5L’articulation des interactions patient/guérisseur avec le don nous a ainsi conduits à envisager cette justice économique imaginaire en lien avec l’éthique de la subsistance caractéristique des sociétés agraires précapitalistes2. Elle en partage en effet les principales caractéristiques en étant fondée sur des valeurs de réciprocité, de circulation et de redistribution, et non sur l’accumulation. De ce point de vue, si pour Pierre Bourdieu l’euphémisation est employée dans l’économie des biens symboliques pour masquer des rapports de domination, elle consiste dans ce cas, selon les termes de James C. Scott3, en un art de la résistance. Le tourisme est alors aussi employé comme une sorte de prétexte conduisant à justifier l’inflation des compensations destinées aux guérisseurs par ailleurs entraînée par les inégalités socio-économiques des habitants et la compétition pour une capitalisation du prestige.
6Une telle perspective apparaît néanmoins brouillée dès lors que l’on considère les profondes disparités socio-économiques existant entre les différents spécialistes.
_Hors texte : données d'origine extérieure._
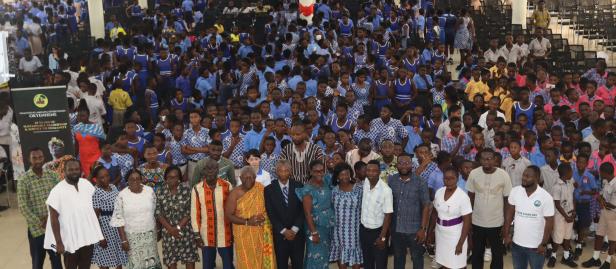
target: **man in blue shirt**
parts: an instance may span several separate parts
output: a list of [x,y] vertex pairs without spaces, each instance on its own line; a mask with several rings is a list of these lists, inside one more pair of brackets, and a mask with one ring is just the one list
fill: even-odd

Une autre frontière se trouve alors dessinée, dans le prolongement du travail d’euphémisation que les spécialistes mettent en œuvre dans ce « sacré commerce » qui ne dit pas son nom, ou qui est tout au moins voilé dans des opérations de dénégation dont personne n’est totalement dupe. À commencer par le Chikon Tokoxo, Maître de l’agriculture métamorphosé en commerçant. Celui-ci, comme on l’a vu, grâce à la combinatoire de ses qualités distinctives et complémentaires, est engagé dans la mise en ordre conceptuelle du monde social. Il conduit à identifier sur la base d’une polarité masculin/féminin deux genres de richesse, l’un agricole, l’autre commercial, et à poser les fondements des règles de la réciprocité sociale. Sous la forme de saint Martin, il est bénéfique pour tout le monde. Le Cháto en revanche, en fusionnant ces oppositions qualitatives reconduit à l’indétermination d’une extrême altérité conçue aux confins du lien social. Les rumeurs qui gravitent autour de cette dérive chtonienne fondue dans la terre prédatrice tracent alors les frontières d’une communauté de relations sociales, en excluant des liens de sang et d’alliances ceux qui contreviennent aux règles de l’échange.
Notes de bas de page
1 Sur le travail syncrétique et l’importance de la précontrainte des matériaux symboliques réemployés dans un nouveau contexte initialement soulignée par Claude Lévi-Strauss (1962) dans sa métaphore du bricolage, voir à ce sujet André Mary (op. cit.).
2 Scott, Domination and the Arts of Resistance, op. cit.
3 L’auteur emploie cependant le terme d’euphémisme dans un tout autre sens que celui de Pierre Bourdieu, comme une forme élémentaire de camouflage qui conduit à transfigurer un discours blasphématoire d’opposition pour éviter les représailles (Scott, op. cit., p. 152).